Attempting to go on vacation when you have chronic pain feels a little bit like playing Russian Roulette. You spin the cylinder, randomly picking a date. You place the gun to your head, making the reservations and setting plans in place. And then you pull the trigger, heading out the door, unsure if it will be a hit or a miss.
This weekend we played the game and lost.
We tried to go on a fifth anniversary getaway, and for lack of a better term, it was a disaster from the start. Everything that could have gone wrong did, and I was in no state to manage even minor inconveniences well in the midst of an unexpected flare. I was in too much pain to have fun even though we planned the most relaxing and passive vacation possible. The plan was to drive to a hotel and spend the evening with room service, a pay-per-view movie, and drinks. Turns out it was one of those nights where even lying in bed felt unbearable.
Times like this bring out the worst in me. I begin to see the extent of my anger, bitterness, irritability, and general lack of peace and contentment with my situation. When my weeks consist of only home, work, and church, I can become temporarily lulled into a state of blissful ignorance where I forget, to some extent, how much goes on without me. Then I leave the comfort of my home and see so many people happily and actively going about their business. People who decide they want to do something and then just do it. People who walk through the city uninhibited, go out to eat without fear, swim at the pool without resting in advance, practice yoga without injury, and can actually move well enough to dance at a wedding. In my isolation, I sometimes forget that most people live their lives so uninhibited.
Today I am attempting to deal with my bitterness, anger, and jealousy, but it is not going too well yet. These emotions are surging through me, and I just want to look to the sky and shout obscenities. Because the “unfairness” of this pain is really getting to me today. Most days I trust even in the midst of misunderstanding, but for today, I am asking God, “why me”?
And I am ok with asking these questions. I look to the book of Job, how he handled his suffering, and how God responded to him. Job cursed the day he was born, wished for death, groaned and grieved his rawest feelings to God, and lost all hope for a time. Job cried, “I loathe my life; therefore I will give free reign to my complaint and speak out in the bitterness of my soul” (Job 10:1). Yet at the end of his suffering, God commended Job and reproved Job’s friends for their words and responses to his suffering. And even more comforting, God was always present, behind the scenes, in control of what did and did not befall Job.

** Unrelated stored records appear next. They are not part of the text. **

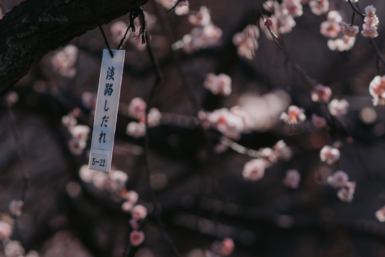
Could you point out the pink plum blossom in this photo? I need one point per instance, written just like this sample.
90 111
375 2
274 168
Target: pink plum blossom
5 230
329 154
319 7
136 238
377 90
318 122
348 30
338 107
282 151
380 214
294 115
254 170
347 191
321 93
292 178
15 207
139 212
218 84
338 179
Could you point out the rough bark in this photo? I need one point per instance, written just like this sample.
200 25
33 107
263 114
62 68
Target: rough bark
35 27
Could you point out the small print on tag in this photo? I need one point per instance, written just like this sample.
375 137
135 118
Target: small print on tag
107 103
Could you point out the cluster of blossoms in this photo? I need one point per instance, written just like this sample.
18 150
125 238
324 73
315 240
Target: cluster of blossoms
231 122
255 169
119 28
218 84
204 35
79 133
371 23
246 41
340 180
63 61
137 110
114 183
181 8
224 248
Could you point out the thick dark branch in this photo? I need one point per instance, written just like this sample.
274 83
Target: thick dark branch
35 27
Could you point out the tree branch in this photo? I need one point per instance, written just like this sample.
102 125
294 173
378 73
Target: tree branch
35 27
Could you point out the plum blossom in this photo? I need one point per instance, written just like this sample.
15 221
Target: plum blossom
127 206
15 207
292 178
246 41
338 107
318 122
338 179
136 129
329 154
348 30
86 174
347 191
319 7
5 230
377 90
139 212
268 155
321 93
341 44
201 18
282 151
134 224
380 214
136 237
254 170
13 249
371 23
292 7
224 248
294 115
331 27
218 84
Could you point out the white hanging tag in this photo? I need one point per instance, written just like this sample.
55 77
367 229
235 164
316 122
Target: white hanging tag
107 103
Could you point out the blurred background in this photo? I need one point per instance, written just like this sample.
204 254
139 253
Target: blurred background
197 181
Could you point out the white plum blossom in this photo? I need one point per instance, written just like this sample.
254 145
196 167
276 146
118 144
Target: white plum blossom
329 154
347 191
292 178
218 84
136 129
139 212
318 122
338 107
341 44
380 214
15 207
282 151
331 27
338 179
246 41
136 237
5 230
371 23
377 90
321 93
348 30
319 7
254 170
86 174
294 115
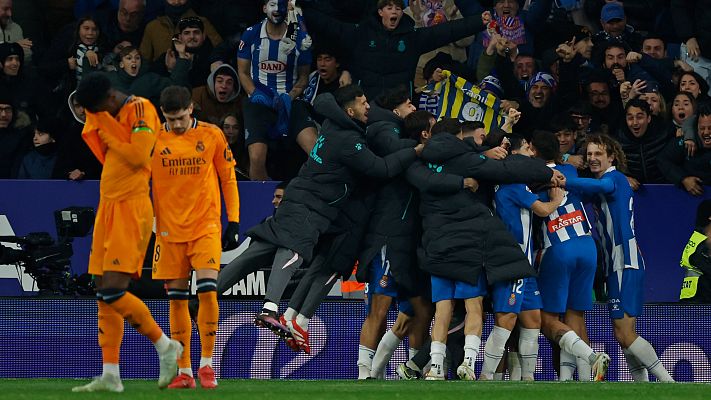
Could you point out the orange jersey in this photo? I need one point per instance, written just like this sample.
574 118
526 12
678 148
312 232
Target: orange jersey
186 188
124 144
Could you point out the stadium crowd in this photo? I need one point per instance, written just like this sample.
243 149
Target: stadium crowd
505 103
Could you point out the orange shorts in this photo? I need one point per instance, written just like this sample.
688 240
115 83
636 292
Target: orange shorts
122 231
173 260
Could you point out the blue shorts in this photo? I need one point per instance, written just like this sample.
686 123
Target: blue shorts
625 298
516 296
448 289
566 275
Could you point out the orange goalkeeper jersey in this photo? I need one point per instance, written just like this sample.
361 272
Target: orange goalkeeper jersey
124 146
186 188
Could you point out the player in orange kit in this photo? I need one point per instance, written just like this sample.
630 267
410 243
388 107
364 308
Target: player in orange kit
189 158
120 131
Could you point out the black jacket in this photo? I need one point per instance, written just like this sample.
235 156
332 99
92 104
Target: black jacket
313 199
382 59
460 234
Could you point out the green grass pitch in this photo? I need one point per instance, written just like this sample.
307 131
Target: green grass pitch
60 389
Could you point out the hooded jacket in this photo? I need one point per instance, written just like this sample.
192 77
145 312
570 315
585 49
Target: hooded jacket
313 200
461 237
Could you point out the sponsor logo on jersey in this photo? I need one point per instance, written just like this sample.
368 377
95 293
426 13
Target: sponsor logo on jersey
566 220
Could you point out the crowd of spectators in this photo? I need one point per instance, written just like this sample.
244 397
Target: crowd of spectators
637 70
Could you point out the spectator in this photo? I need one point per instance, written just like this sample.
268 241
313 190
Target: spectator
39 162
220 96
690 172
11 32
159 32
132 77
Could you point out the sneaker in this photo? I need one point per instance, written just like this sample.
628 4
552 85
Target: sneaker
182 381
103 383
407 373
169 363
466 373
207 377
301 336
268 319
599 367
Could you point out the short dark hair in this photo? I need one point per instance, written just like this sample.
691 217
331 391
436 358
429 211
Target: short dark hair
175 98
92 90
393 97
639 103
546 144
448 125
346 95
415 123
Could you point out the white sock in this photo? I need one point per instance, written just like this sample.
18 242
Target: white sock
387 346
494 351
584 369
513 364
290 314
162 344
365 361
572 343
205 361
567 366
271 306
303 322
637 369
437 352
528 351
411 353
472 343
110 369
648 357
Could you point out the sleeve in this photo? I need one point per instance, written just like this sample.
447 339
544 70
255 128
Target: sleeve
431 38
225 166
356 155
427 181
589 186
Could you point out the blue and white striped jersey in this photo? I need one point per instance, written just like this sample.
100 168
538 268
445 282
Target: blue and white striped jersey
274 62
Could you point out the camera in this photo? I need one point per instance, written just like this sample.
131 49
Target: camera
47 260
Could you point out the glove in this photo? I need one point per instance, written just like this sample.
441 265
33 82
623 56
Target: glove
231 236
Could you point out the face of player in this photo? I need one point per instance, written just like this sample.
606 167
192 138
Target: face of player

I am free to voice my complaints, questions, and misunderstandings to God, but I must not abandon my core belief that even if I do not understand, there is a sovereign God behind life’s mysteries and confusion. Russian roulette is a game of chance, but my life has been planned in advance. Planning a vacation feels like gambling with probabilities, but there is purpose in life’s smallest details. I do not have any answers today, and I am too exhausted to try and find them. Other days, when I am less tired and hopeless I will continue searching. But for today I can only rest knowing that God loves me, cares for me, and calls me His own.